Cáritas promove aulas de português
Saberes Além-Fronteiras é o nome do projecto que a Cáritas de Leiria iniciou recentemente, com aulas de língua e cultura portuguesas para imigrantes oriundos da Venezuela, que têm chegado em número “crescente” à diocese.
Elda Santos, técnica de serviço social, explica que a iniciativa surgiu por proposta de uma aluna de Educação Social, que fazia voluntariado na instituição e que agora está aí e a efectuar o seu estágio curricular, e pretende dar apoio a esses imigrantes ao nível da língua.
O objectivo é “capacitar” essas pessoas “na leitura, na escrita, na oralidade e compreensão da língua, fomentando assim a sua autonomização nas tarefas do quotidiano”, adianta Inês Batista, autora da proposta.

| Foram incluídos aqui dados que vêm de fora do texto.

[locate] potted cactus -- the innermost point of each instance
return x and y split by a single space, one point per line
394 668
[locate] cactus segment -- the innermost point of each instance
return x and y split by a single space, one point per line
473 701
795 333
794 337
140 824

A jovem frisa que, embora parecidas, as línguas portuguesa e espanhola, “têm diferenças”, que, por vezes, criam dificuldades de comunicação. “Há palavras iguais que significam coisas completamente diferentes. Outras, têm uma pronúncia semelhante, mas escrevem-se de forma diferente”, refere.
Dinamizadas por Alice Cardoso, voluntária “com formação e experiência ao nível do ensino de população imigrante”, as aulas decorrem três vezes por semana, na sede da Cáritas Diocesana de Leiria.